Had de minister rekening moeten houden met de bijzondere omstandigheden van het geval? 8. Eiser betoogt dat de minister ten onrechte geen rekening heeft gehouden met de bijzondere feiten en omstandigheden die hier spelen. Hij voert daartoe aan dat aan eiser ten onrechte een vergunning is onthouden op grond van het generaal pardon door een eerdere onjuiste beoordeling van de door eiser overgelegde stukken. De minister is ervan uitgegaan dat eiser een vals paspoort zou hebben overgelegd, terwijl de rechter later heeft vastgesteld dat zijn paspoort wel echt was.
8.1. De minister stelt zich primair op het standpunt dat bijzondere feiten en omstandigheden op zichzelf geen grond vormen om verblijfsrechten te verkrijgen en hij daarom niet is gehouden hier rekening mee te houden. Subsidiair benadrukt de minister dat eisers stelling dat hij het generaal pardon is misgelopen reeds is beoordeeld in een eerdere procedure. Deze rechtbank, zittingsplaats Roermond heeft daarover in haar uitspraak van 15 mei 2018
8.2. De rechtbank oordeelt dat de minister zich terecht op het standpunt stelt dat de bijzondere feiten en omstandigheden als aangevoerd door eiser op zichzelf geen grond zijn voor het verkrijgen van verblijfsrechten zoals een verblijfsvergunning asiel. Een oordeel over eisers identiteit is onderdeel van de inhoudelijke beoordeling van de asielaanvraag. Echter, aan die inhoudelijke beoordeling komt de minister niet toe. Het bestreden besluit is een beslissing op een opvolgende asielaanvraag. Bij een dergelijke opvolgende aanvraag toetst de minister eerst of eiser nieuwe relevante elementen of bevindingen heeft aangevoerd. Pas als dat het geval is volgt een inhoudelijke beoordeling. De minister heeft ter beoordeling van deze aanvraag van eiser alle in dat kader relevante feiten en omstandigheden betrokken en geconcludeerd dat eiser geen nieuwe relevante elementen of bevindingen heeft aangevoerd. De minister komt dus niet toe aan de inhoudelijke beoordeling. De beroepsgrond slaagt niet.
Conclusie en gevolgen
9. Het beroep is ongegrond. Dat betekent dat eiser geen gelijk krijgt en de minister de asielaanvraag terecht niet-ontvankelijk heeft verklaard. Eiser krijgt geen vergoeding van zijn proceskosten.
Beslissing
De rechtbank verklaart het beroep ongegrond.
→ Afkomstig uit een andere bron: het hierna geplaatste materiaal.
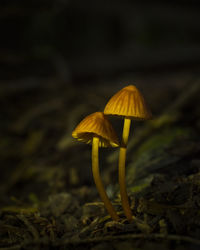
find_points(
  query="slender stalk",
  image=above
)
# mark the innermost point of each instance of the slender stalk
(97, 179)
(122, 169)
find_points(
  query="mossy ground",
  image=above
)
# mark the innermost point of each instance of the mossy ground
(47, 195)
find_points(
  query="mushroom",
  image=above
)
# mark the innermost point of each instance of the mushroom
(130, 104)
(97, 130)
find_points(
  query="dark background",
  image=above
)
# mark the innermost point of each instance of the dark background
(89, 41)
(62, 60)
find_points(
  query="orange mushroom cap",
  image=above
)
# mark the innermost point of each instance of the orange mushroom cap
(128, 102)
(97, 125)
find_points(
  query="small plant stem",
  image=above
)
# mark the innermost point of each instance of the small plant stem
(98, 182)
(122, 169)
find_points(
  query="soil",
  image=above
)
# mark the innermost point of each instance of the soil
(47, 195)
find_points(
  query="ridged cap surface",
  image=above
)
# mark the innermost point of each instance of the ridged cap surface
(128, 102)
(98, 125)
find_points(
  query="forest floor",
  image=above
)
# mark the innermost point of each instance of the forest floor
(47, 195)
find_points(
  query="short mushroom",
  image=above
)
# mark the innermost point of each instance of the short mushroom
(96, 129)
(130, 104)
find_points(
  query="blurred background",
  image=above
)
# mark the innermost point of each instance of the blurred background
(61, 60)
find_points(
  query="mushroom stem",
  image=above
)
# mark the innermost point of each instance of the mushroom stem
(122, 175)
(97, 179)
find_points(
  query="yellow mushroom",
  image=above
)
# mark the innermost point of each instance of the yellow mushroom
(130, 104)
(97, 130)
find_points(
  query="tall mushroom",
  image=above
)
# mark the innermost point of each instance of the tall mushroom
(96, 129)
(130, 104)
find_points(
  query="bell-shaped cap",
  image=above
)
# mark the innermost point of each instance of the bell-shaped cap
(128, 102)
(96, 125)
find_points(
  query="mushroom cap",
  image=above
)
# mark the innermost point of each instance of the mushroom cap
(128, 102)
(97, 125)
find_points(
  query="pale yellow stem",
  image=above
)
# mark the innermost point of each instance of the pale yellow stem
(97, 179)
(122, 169)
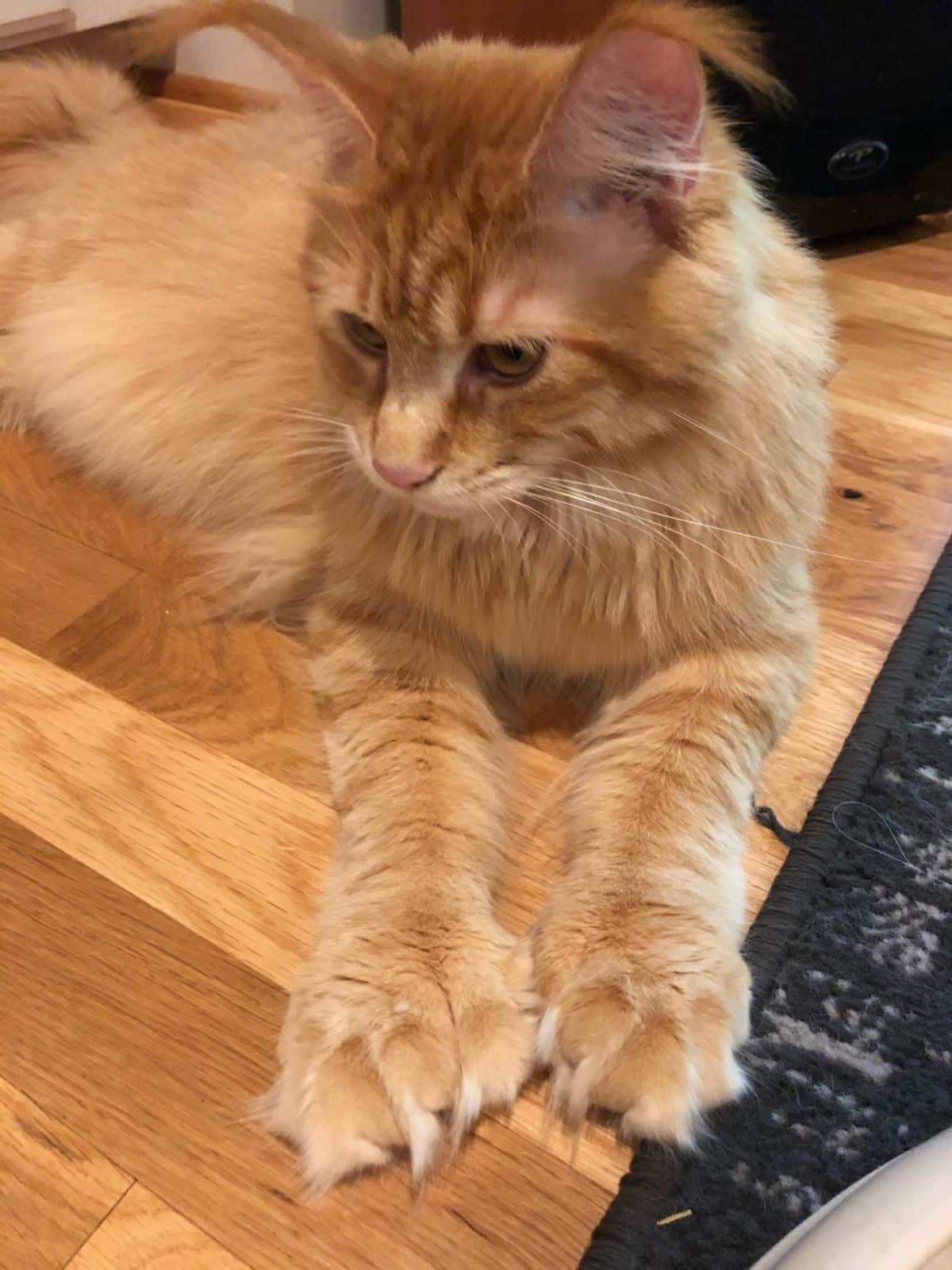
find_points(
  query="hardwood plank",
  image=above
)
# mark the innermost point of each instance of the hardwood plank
(239, 687)
(232, 854)
(221, 848)
(143, 1233)
(42, 487)
(48, 581)
(150, 1041)
(55, 1187)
Deze uitspraak is gedaan door mr. K. van der Lee, rechter, in aanwezigheid van mr. V. Bouman, griffier.
Uitgesproken in het openbaar en bekendgemaakt op:
Informatie over hoger beroep Een partij die het niet eens is met deze uitspraak, kan een hogerberoepschrift sturen naar de Afdeling bestuursrechtspraak van de Raad van State waarin wordt uitgelegd waarom deze partij het niet eens is met de uitspraak. Het hogerberoepschrift moet worden ingediend binnen 1 week na de dag waarop deze uitspraak is verzonden. Kan de indiener de behandeling van het hoger beroep niet afwachten, omdat de zaak spoed heeft, dan kan de indiener de voorzieningenrechter van de Afdeling bestuursrechtspraak van de Raad van State vragen om een voorlopige voorziening (een tijdelijke maatregel) te treffen.
ABRvS 22 oktober 2008, ECLI:NL:RVS:2008:BG1162, r.o. 2.9.2.
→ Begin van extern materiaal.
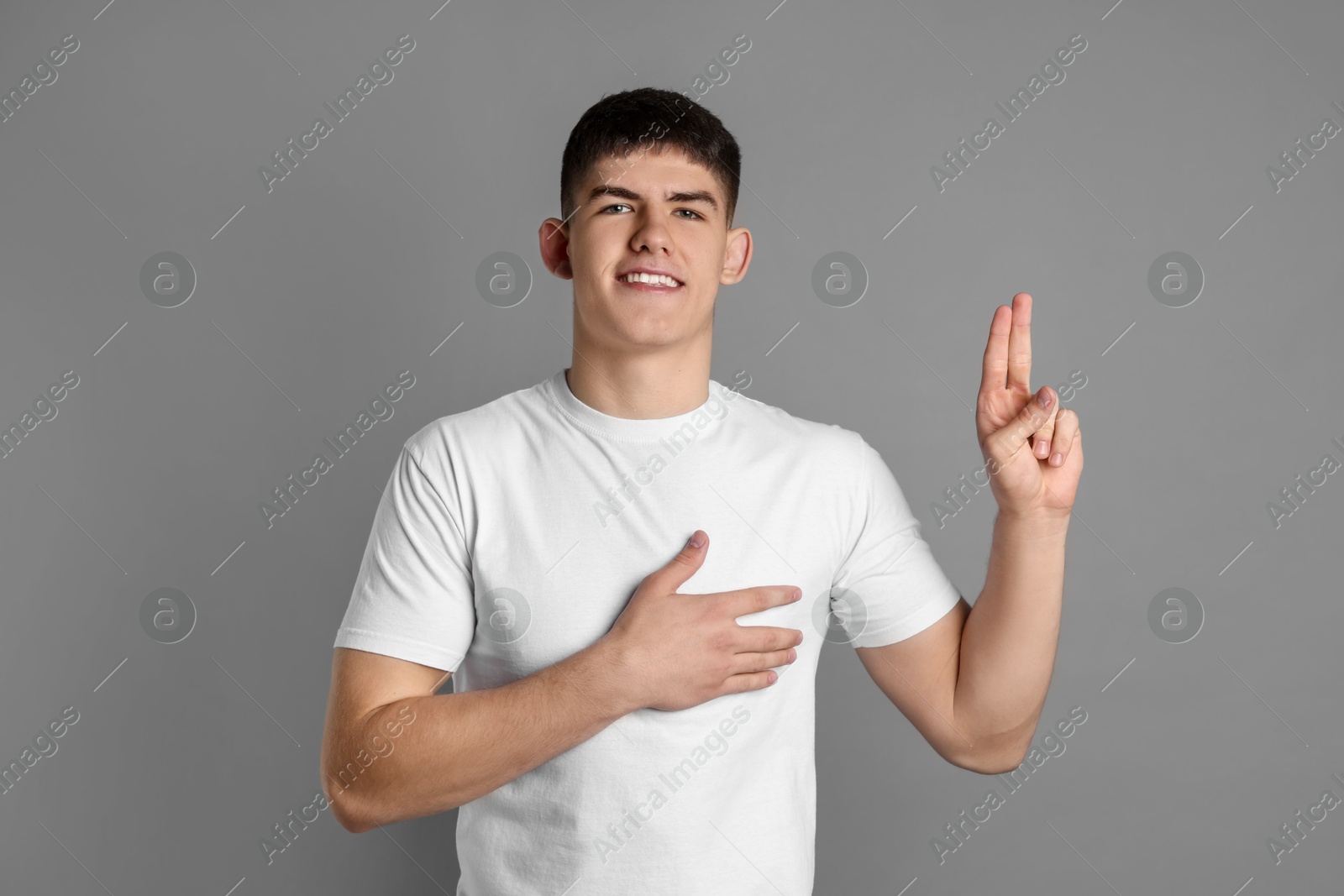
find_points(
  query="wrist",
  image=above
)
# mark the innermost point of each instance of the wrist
(1043, 521)
(616, 674)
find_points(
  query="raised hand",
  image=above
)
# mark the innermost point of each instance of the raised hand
(1034, 453)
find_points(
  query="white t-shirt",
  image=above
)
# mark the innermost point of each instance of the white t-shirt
(512, 535)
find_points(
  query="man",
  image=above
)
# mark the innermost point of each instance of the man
(628, 723)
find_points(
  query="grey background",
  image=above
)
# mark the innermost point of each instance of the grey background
(316, 295)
Dit zou volgen uit de uitspraak van de Rb. Den Haag, zp. Roermond 15 mei 2018, NL18.6973 (niet gepubliceerd).
Onder meer ABRvS 22 juni 2022, ECLI:NL:RVS:2022:1764 en ABRvS 22 september 2022, ECLI:NL:RVS:2022:2765.
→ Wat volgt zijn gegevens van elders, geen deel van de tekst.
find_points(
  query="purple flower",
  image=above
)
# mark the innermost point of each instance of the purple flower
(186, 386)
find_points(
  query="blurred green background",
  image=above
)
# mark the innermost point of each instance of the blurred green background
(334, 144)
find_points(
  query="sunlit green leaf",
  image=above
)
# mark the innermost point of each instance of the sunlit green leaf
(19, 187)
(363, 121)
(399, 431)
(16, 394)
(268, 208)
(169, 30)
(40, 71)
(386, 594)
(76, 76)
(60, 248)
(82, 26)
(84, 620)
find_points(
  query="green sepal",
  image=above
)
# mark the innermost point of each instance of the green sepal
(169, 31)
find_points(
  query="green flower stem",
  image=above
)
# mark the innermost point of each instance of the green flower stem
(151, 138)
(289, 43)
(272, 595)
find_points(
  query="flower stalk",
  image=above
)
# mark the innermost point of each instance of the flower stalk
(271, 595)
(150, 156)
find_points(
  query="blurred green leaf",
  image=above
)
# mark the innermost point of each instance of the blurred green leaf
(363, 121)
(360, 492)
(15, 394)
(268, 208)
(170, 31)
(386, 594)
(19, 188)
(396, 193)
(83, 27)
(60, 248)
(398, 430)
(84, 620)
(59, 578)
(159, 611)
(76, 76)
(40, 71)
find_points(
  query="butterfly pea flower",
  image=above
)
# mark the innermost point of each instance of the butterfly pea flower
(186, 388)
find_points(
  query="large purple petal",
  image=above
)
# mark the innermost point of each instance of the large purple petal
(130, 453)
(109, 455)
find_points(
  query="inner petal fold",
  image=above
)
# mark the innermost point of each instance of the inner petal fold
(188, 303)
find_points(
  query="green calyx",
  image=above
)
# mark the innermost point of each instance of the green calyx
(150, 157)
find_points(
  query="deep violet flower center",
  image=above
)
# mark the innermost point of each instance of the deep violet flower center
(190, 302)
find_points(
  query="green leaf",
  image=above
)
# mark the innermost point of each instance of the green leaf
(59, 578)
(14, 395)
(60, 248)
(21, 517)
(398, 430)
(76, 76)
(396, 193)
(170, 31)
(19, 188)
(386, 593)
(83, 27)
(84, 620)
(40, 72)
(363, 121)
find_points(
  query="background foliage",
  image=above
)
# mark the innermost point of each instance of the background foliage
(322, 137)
ABRvS 22 juni 2022, ECLI:NL:RVS:2022:1764, r.o. 4.2.
Onderzoeksnummer 3487.06, zie p. 3 van het bestreden besluit.
Onderzoeksnummer 4482.09, 4435.09 en volgnummer 955219 en 955220, zie p. 3 van het bestreden besluit.
Rb. Den Haag, zp. Roermond 15 mei 2018, NL18.6973 (niet gepubliceerd).